# Counterexample for a premeasure on a semiring over Q

1. Nov 23, 2009

### variety

1. The problem statement, all variables and given/known data
Let $$\alpha(r)=r$$ and let $$P$$ be the family of intervals $$[a,b)$$ in $$\mathbb{Q}$$. Define $$\mu_{\alpha}([a,b))=\alpha(b)-\alpha(a)$$. Show by example that $$\mu_{\alpha}$$ is not countably additive.

2. Relevant equations
$$\mu$$ is countably additive if for any sequence of mutually disjoint subsets $$E_1, E_2, ...$$ such that $$\bigcup_{i=1}^{\infty}E_i\in P$$, we have $$\mu\left(\bigcup_{i=1}^{\infty}E_i\right)=\sum_{i=1}^{\infty}\mu(E_i)$$.

3. The attempt at a solution
This problem is driving me insane. I know I have to somehow use the incompleteness of the rationals, so I tried to use sequences which I know do not converge in $$\mathbb{Q}$$. For example, I tried defining $$x_{n+1}=x_n + 1/n^2$$ and $$E_n=[x_n,x_{n+1})$$, where $$x_1=0$$. Then $$\mu(E_n)=1/n^2$$, so $$\sum_{i=1}^{\infty}\mu(E_i)=\pi^2/6$$, which is not in $$\mathbb{Q}$$. But this does not work because $$\bigcup_{i=1}^{\infty}E_i=[0,\pi^2/6)\notin P$$.

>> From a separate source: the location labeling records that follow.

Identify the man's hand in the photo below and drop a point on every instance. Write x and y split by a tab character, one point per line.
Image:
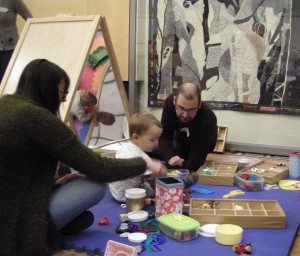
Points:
176	161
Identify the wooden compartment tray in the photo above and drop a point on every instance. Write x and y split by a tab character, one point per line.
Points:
245	213
222	173
271	170
221	140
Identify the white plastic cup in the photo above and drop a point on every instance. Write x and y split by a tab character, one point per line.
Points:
243	163
135	199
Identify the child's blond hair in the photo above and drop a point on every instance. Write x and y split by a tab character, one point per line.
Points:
140	123
87	99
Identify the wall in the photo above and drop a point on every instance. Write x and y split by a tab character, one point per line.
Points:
249	132
116	13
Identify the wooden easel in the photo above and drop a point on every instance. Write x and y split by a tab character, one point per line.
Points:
66	41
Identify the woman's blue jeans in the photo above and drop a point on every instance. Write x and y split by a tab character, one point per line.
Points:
71	199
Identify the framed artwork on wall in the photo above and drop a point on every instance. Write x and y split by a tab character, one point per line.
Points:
243	54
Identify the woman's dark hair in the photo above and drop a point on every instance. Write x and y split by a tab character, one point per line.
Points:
39	82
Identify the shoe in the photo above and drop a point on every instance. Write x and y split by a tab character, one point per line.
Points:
80	223
63	170
190	180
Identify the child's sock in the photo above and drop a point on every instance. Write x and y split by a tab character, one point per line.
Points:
190	180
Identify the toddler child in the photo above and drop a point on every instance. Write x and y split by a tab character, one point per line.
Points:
84	108
144	132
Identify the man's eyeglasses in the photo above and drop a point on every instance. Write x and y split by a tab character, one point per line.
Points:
188	111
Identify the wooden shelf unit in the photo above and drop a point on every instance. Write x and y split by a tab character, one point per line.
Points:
254	213
271	170
221	141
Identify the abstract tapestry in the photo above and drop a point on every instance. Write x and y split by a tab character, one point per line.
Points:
237	51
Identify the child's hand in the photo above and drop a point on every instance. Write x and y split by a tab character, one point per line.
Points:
176	161
106	118
67	178
157	168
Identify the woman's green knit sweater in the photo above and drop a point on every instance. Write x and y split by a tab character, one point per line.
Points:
32	141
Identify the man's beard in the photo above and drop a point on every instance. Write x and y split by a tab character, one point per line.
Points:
185	120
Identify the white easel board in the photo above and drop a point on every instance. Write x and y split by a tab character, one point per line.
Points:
66	41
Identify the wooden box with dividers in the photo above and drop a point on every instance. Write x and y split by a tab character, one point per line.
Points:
221	140
217	173
272	170
244	213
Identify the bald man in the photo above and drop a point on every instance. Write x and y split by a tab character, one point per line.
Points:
190	129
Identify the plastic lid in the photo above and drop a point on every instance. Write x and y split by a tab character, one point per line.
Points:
137	216
209	228
135	193
137	237
178	222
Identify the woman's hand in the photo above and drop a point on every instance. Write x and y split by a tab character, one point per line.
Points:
63	180
157	168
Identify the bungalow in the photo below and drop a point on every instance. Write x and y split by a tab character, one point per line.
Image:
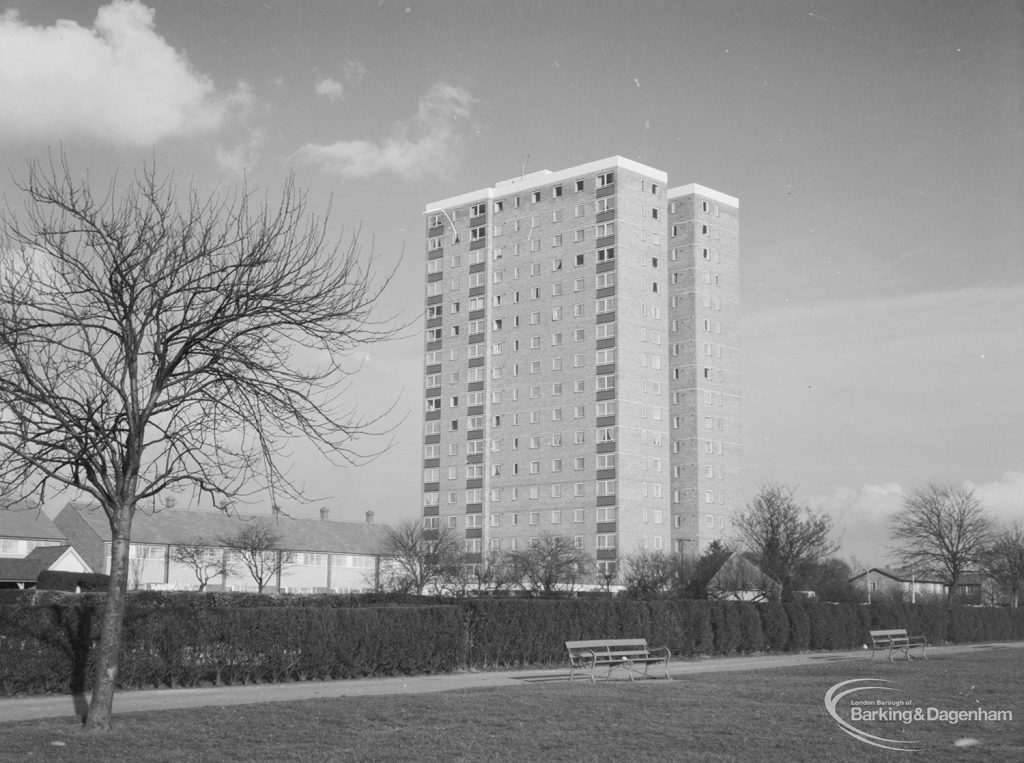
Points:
25	573
30	544
901	585
26	527
185	550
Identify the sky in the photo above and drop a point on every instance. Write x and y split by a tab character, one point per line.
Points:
877	150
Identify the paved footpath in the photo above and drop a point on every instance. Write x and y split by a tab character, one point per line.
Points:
32	708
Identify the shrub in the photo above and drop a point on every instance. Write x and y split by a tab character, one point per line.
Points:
800	627
46	639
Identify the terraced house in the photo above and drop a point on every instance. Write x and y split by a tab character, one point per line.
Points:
306	555
582	367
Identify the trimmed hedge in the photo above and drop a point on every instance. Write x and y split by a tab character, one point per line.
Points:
172	640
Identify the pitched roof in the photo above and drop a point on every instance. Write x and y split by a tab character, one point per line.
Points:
28	568
901	576
168	526
28	522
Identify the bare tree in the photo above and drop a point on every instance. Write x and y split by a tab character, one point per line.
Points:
942	530
648	574
257	549
782	535
551	563
418	558
1004	561
152	340
205	562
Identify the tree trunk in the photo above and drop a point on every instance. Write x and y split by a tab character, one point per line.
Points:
112	628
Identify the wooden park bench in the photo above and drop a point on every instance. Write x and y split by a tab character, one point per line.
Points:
896	640
628	653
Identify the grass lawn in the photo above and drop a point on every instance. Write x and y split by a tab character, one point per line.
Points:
766	715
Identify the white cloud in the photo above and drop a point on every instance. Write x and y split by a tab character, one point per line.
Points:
861	519
424	145
118	81
244	155
1003	497
862	515
330	89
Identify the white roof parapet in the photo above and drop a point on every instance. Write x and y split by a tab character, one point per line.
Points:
695	188
541	177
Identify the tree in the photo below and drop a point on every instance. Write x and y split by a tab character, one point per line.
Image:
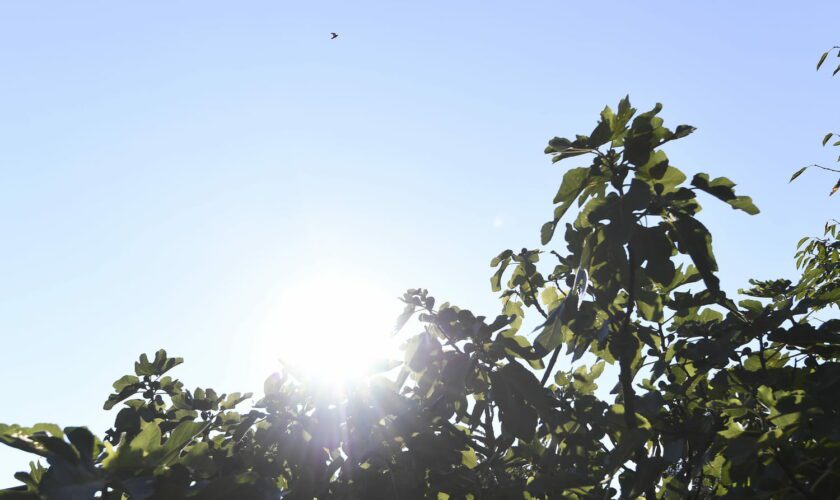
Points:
713	398
829	136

Basically I keep running into two problems. Either this happens, or I find a sequence whose union is in $$P$$ but $$\mu$$ is countably additive. Any hints or suggestions would be greatly appreciated.

2. Nov 23, 2009

### grief

The hint is that you need to use not only the incompleteness of the rationals, but also the fact that they have measure zero. That is, for every epsilon>0, it is possible to cover Q by countably many intervals s.t the sum of their lengths is less than epsilon. That's because Q is countable. Thus, these intervals will have union [0,1)$$\cap$$Q, but the sum of their measures will be as small as you like.